A wide range of doctoral projects are under way, spanning from psychosocial interventions in low and middle income countries, their efficacy and scalability, to the investigation of the actual magnitude of the dreadful mortality gap associated with mental disorders in Eastern Europe. Our PhD programs and projects are closely interlinked with the activities of the WHO CC and particularly with those of the WHO Department of mental health, where our PhD students work or consult part-time. This close collaboration is unique, a link between academia and WHO, the highest policy organisation in the world of global health. 

 

Projects 

Global Mental Health

Excess body weight, obesity and dementia risk – a comprehensive meta- analysis and meta-regression of cohort and registry based prospective studies

In 2015/2016, Prof. Albanese con- ducted the most comprehensive meta-analysis so far on the topic. He designed innovative meta-regression methods to formally explore the sources of heterogeneity across the exist- ing epidemiological studies on the obesity to dementia relationship. This area of research has enormous clinical and public health implications in all world regions. This work was conducted in collaboration with Prof. Matthias Egger from the University of Bern, who, for the first time, allowed us to introduce advanced meta-analytical methods in the field of observational epidemiology applied to dementia.

Cultural adaptation of minimally guided interventions for common mental disorders: A systematic review and meta-analysis

We have conducted (and widely disseminated) a comprehensive systematic review, meta-analysis and meta-regression, to explore the relevance of cultural adaptation of mental health interventions. This work is part of Miss Harper’s PhD program at the UNIGE (i.e. GlobalHealth track), and is of great relevance for the implementation, and scaling up of the WHO mental health gap action program (mhGAP), dedicated to the field of mental health at WHO.

Psychiatric Epidemiology and Mental Health Service Research

Psychometrics analysis of the psy-bus (Bus Santé) data/project

‘Psy-bus’ is the Geneva-based psychiatric epidemiological study designed by Prof. J-M Aubry and Dr. I Guessous (HUG) embedded into the larger ‘Bus Santé’ study. Prof. Albanese is collaborating with Prof. Aubry, Dr. Guessous, and Dr. Helene Richard to conduct advanced psychometric analyses (including Factor analysis, Latent Class, IRT, Rasch models) exploiting this rich database. The project also aims to test relevant research and clinical hypotheses on the ground of an advanced validation of the assessment tools and research protocol. Scientific publications and SNF grants are foreseen.

 Global Dementia Research Priorities – a worldwide CHNRI Exercise

Prof.
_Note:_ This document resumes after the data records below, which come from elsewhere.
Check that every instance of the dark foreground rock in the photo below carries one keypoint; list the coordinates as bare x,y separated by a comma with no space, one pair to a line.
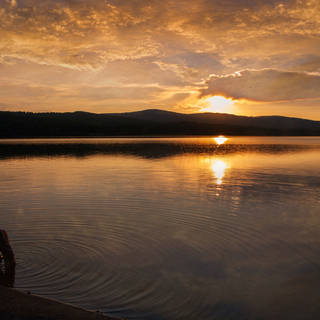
17,305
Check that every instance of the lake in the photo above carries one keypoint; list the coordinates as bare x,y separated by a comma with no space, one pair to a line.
171,228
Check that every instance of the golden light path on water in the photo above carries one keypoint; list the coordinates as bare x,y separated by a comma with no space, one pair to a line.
220,140
218,168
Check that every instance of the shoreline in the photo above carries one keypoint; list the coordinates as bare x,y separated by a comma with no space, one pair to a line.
19,305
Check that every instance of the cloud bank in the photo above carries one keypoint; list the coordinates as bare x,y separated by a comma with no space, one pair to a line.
264,85
269,47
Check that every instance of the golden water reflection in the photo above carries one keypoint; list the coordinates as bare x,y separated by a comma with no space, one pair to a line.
220,140
218,168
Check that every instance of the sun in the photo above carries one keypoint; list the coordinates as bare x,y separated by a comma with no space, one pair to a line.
218,104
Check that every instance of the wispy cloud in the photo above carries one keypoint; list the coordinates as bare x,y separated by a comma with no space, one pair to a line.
273,45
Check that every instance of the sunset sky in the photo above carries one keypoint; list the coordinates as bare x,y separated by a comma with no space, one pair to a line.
247,57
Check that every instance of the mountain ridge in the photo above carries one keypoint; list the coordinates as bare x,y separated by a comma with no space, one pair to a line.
148,123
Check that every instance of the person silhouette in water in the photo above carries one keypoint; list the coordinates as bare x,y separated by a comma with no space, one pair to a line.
6,250
8,276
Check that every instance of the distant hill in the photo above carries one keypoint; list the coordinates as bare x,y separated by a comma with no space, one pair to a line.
147,123
222,118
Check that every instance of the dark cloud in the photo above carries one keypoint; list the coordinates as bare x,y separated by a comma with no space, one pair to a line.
264,85
165,48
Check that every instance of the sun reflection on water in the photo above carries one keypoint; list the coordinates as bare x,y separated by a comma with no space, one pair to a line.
218,168
220,140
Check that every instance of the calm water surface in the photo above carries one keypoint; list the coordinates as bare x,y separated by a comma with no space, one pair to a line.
167,228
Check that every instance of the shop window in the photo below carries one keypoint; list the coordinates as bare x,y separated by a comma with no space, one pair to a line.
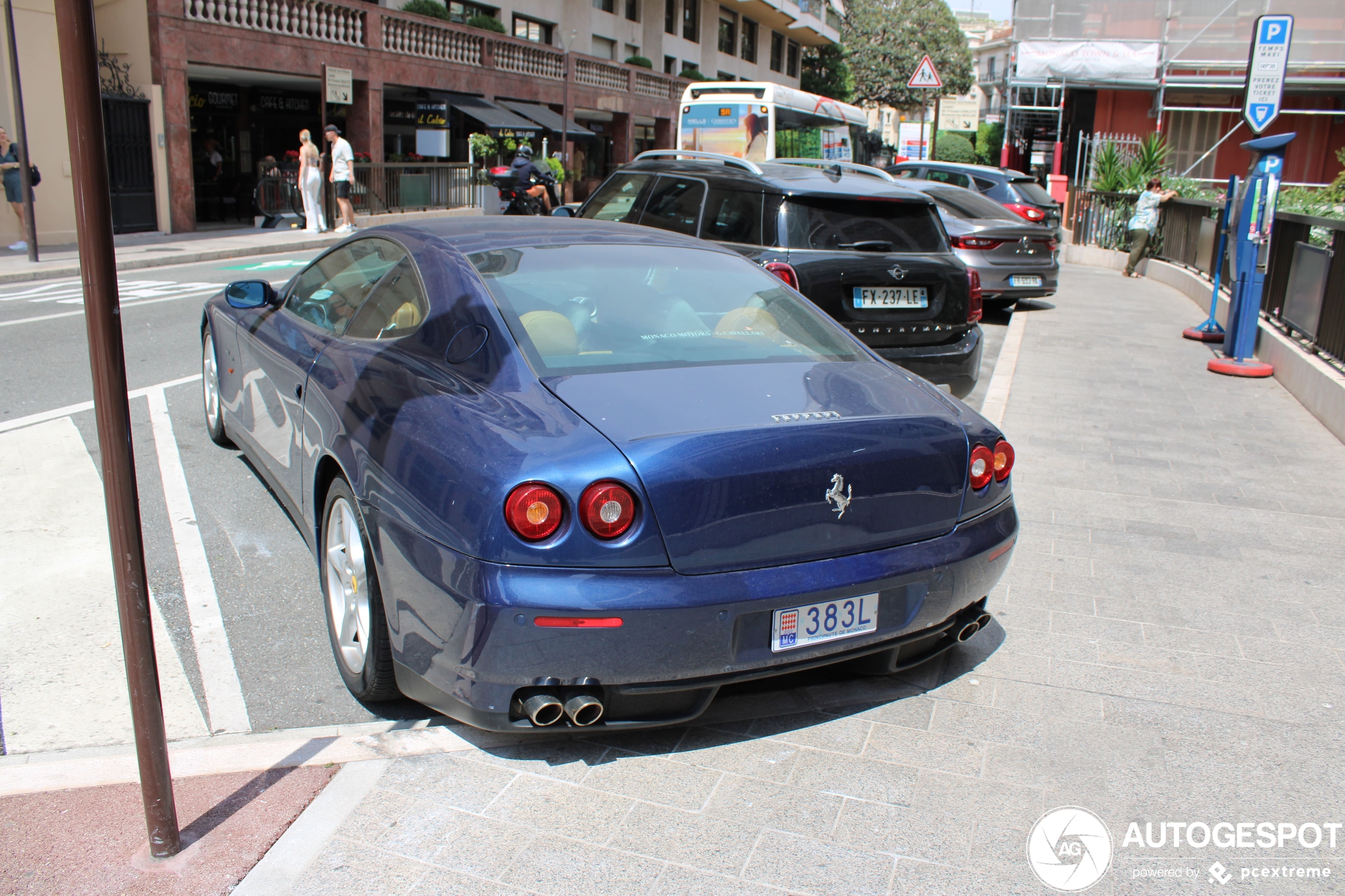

Albanese led and coordinated the adaptation of the CHNRI methodology to the field of dementia, and designed the CHNRI global survey, including: data collection, analysis and synthesis, and all related dissemination activities (i.e. WHO reports, and the Lancet Neurology main paper). Between 2015 and 2016, Prof. Albanese and the WHO have conducted an unprecedented global survey amongst dementia experts and stakeholders, to elicit relevant research questions/ topics, and to rank and prioritize the consolidated 59 research avenues across five criteria:

  1. Potential for success
  2. Impact on burden reduction
  3. Potential for conceptual breakthrough                                                                                                                                  
  4. Potential for translation                                                                                                                                   
  5. Equity

Based on these rankings, an overall research priority score was computed for each research avenue.